ビルドアップ、セットプレーには工夫が見えた

 もっとも、前半の出来は決して悪くはなかった。

 ボールを支配したのはコロンビアだったが、日本もただ守っていたわけではない。試合前、センターバックの田中隼人(柏レイソル)が「コロンビア戦ではもっとビルドアップしていきたい」と語っていたように、日本もボールを動かして攻撃を構築したり、ゲームを落ち着かせたりする時間を作れていた。

 その際、カギを握ったのが山根陸(横浜F・マリノス)の立ち位置だ。サイドバックとセンターバックの間に臨機応変に落ち、ビルドアップを助けるとともにサイドバックを押し上げる役目を果たす。山根が振り返る。

「全員がいいポジションを取ってボールを運ぶというのがチームのコンセプト。その中で2センターバックが相手2枚に見られていたので、最初は間で覗いていましたけど、センターバックも出しづらそうだったので、一回割り切って外にポジションを取ってみたら案外受けられた。
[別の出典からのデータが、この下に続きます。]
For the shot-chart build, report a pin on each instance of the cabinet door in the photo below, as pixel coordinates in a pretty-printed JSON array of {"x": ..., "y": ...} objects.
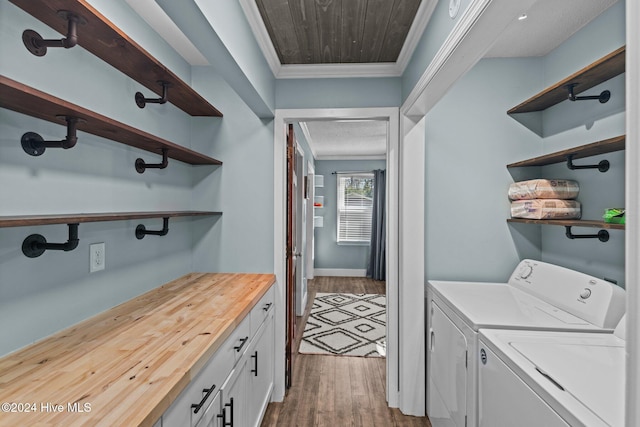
[
  {"x": 212, "y": 417},
  {"x": 260, "y": 372},
  {"x": 234, "y": 396}
]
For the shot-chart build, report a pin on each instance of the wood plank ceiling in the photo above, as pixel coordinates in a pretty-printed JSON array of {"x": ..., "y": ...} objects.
[{"x": 337, "y": 31}]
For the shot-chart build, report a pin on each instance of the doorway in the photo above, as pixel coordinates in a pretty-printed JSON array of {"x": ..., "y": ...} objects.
[{"x": 391, "y": 116}]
 そこで相手がどう変化するか見ていたんですけど、修正する感じがなかったので、(福井)太智(バイエルン)と玖生との距離感だけ離れすぎないように意識して、うまくボールが入った。自分が前を向いたときもみんながいいポジションを取れていたので、 僕としては窮屈感も孤独感もなく、やりやすかったです」

 16分には右サイドバックの高井幸大(川崎フロンターレ)が右サイドを突破してクロス。ファーサイドで待つ松木に届く寸前で相手DFにクリアされてしまったが、決定機を作り出すことに成功した。

 29分にはチェイス・アンリ(シュツットガルト)の縦パスを収めた熊田直紀(FC東京)がスルーパスを繰り出し、北野のシュートからコーナーキックを獲得する。このセットプレーを鮮やかに先制点に結びつけてみせるのだ。
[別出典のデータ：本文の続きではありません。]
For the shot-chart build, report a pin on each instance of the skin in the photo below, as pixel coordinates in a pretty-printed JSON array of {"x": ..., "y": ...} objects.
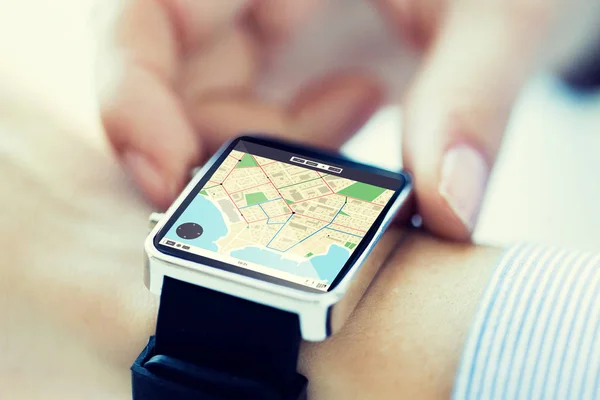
[
  {"x": 76, "y": 314},
  {"x": 187, "y": 68}
]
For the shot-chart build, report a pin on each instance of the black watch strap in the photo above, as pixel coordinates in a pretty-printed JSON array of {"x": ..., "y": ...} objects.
[{"x": 210, "y": 345}]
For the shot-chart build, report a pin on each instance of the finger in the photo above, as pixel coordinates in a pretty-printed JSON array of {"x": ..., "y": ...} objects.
[
  {"x": 326, "y": 114},
  {"x": 276, "y": 20},
  {"x": 458, "y": 107},
  {"x": 197, "y": 22},
  {"x": 228, "y": 66},
  {"x": 144, "y": 119},
  {"x": 151, "y": 135},
  {"x": 415, "y": 21}
]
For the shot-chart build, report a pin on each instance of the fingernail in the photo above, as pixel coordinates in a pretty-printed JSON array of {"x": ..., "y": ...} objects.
[
  {"x": 464, "y": 179},
  {"x": 149, "y": 177}
]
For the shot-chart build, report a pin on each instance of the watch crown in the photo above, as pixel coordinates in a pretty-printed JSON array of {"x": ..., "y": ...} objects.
[{"x": 154, "y": 219}]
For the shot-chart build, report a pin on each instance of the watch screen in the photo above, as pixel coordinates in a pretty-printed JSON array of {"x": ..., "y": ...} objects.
[{"x": 281, "y": 214}]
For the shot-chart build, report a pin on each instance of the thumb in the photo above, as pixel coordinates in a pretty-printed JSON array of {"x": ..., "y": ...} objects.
[{"x": 456, "y": 110}]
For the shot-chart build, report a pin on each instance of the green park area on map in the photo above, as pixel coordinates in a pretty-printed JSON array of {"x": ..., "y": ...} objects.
[
  {"x": 362, "y": 191},
  {"x": 247, "y": 161}
]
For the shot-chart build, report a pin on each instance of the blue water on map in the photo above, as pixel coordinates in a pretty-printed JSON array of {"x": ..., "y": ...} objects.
[
  {"x": 330, "y": 264},
  {"x": 325, "y": 267},
  {"x": 203, "y": 212}
]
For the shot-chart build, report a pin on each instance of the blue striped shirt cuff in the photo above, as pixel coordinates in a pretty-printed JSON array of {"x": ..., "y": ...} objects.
[{"x": 533, "y": 336}]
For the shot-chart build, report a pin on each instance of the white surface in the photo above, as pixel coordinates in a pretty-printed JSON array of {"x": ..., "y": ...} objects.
[{"x": 545, "y": 187}]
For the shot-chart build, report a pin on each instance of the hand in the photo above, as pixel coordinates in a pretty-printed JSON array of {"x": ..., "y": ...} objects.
[
  {"x": 190, "y": 69},
  {"x": 75, "y": 312}
]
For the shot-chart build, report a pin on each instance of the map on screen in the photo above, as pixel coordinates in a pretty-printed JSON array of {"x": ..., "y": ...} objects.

 福井のショートコーナーから北野のヒール、福井のマイナスのクロスから山根が蹴り込んだ一連のプレーはトレーニングの賜物で、「自分たちが狙っていたとおり」と福井も手応えを滲ませた。

後半の失速、ピッチで何が起きていた?

 それだけに残念だったのが、後半の失速である。

 ギアを上げてきたコロンビアの激しいフィジカルコンタクトとスピードに飲み込まれ、53分、59分と立て続けに失点を喫してしまう。

 1失点目の場面では、ドリブルで仕掛けてきた相手の左ウイングに高井がアプローチした瞬間、裏に抜けた相手の左サイドバックにパスを通され、右サイドを攻略された。

 2失点目の場面でも、スローインから高井と山根の間を割られ、またしても右サイドから侵入を許してしまった。

 それ以外にも、センターバックが前のスペースを埋めに行った瞬間、相手のウイングがその背後に走り込むなど、コロンビアは南米のチームらしくスピードに乗ったときの技術が確かで、裏の取り方がうまかった。

 また、1失点目は北野が相手の右サイドバックに競り負けたところが起点になっている。左サイドバックの松田隼風(水戸ホーリーホック)も対面の右ウイングの突破に手を焼かされるなど、デュエルでも遅れをとった。

先制点を奪った後、もう1回ギアを上げられるか

 後半に入って主導権を完全に譲ってしまう様子は、セネガルとの初戦に通じるものがあった。

 なぜ、後半に入ってギアが落ちてしまうのか――。

「両試合とも先に点を取ったので、その1点を大事にしたくなる気持ちがあるのかなと思います。もっと思い切りやってほしいし、もっともっとできる選手たちなので、その辺は自分のマネジメントで選手の力を解放してあげたい」

 冨樫剛一監督はそう分析し、自身に矢印を向けた。ワールドカップという大舞台だけに、そうした守りの心理が働くのも仕方のない面がある。

 一方で、コロンビア戦に関しては、試合巧者の相手が勝負どころで出力を上げてきた面もある。同点に追いつかれ、浮き足立つ日本に対してコロンビアは、ここぞとばかりに畳み掛けてきた。

 冨樫監督の言うところの、試合の機微――。ゲームの流れを読む力、90分におけるメリハリは、日本のチーム全般に欠けているものだ。

 また、普段の環境以上の強度に晒されているため、日本の選手たちの消耗が想像以上に激しい面もあるだろう。これは一朝一夕では解決できない問題で、今大会においてはチームとしての戦い方によってカバーしていくしかない。

「身体能力やスピードで劣るところはあるかもしれないですけど、日本の強みはチームとして戦えるところ。セネガル戦で最後、後ろを5枚にしたのも自分たちでやったこと。自分たちで考えてやれるのも強みなので、しっかり修正してベースの部分は続けていけば、イスラエルには勝てると思います」

 田中がそう力を込めれば、山根も修正を誓う。

「後半になって落ちるチームはワールドカップにはいない。僕らもそこでもう1段階、相手よりもギアを上げられるかどうかが大事になってくる。セネガル戦も後半になって自陣に引きこもるシーンが多かったので、もっと強気にいかないと。チーム全体でバラバラにならないことが大事なので、みんなで修正し合っていきたいと思います」

福田、永長ら各選手の起用の目処は立っている

 セネガル戦、コロンビア戦の2試合で菊地脩太(清水エスパルス)以外のフィールドプレーヤーがピッチに立った。「相手を分析して、その相手に勝てるメンバーを起用する」と総力戦を打ち出す冨樫監督にとって、選手全員に起用の目処が立っていることは大きい。

 コロンビア戦で途中出場した福田師王(ボルシア・メンヘングラードバッハ)と坂本一彩(ファジアーノ岡山)の2トップは、スタートから起用して多くの時間を与えれば、相手への脅威となりそうだし、初戦で不出来に終わった永長鷹虎(川崎)も途中出場したコロンビア戦ではらしさを発揮した。

 グループステージ突破が懸かった第3戦で指揮官は、どのメンバーを送り出すのか。運命のイスラエル戦は5月27日18時(日本時間28日6時)にキックオフされる。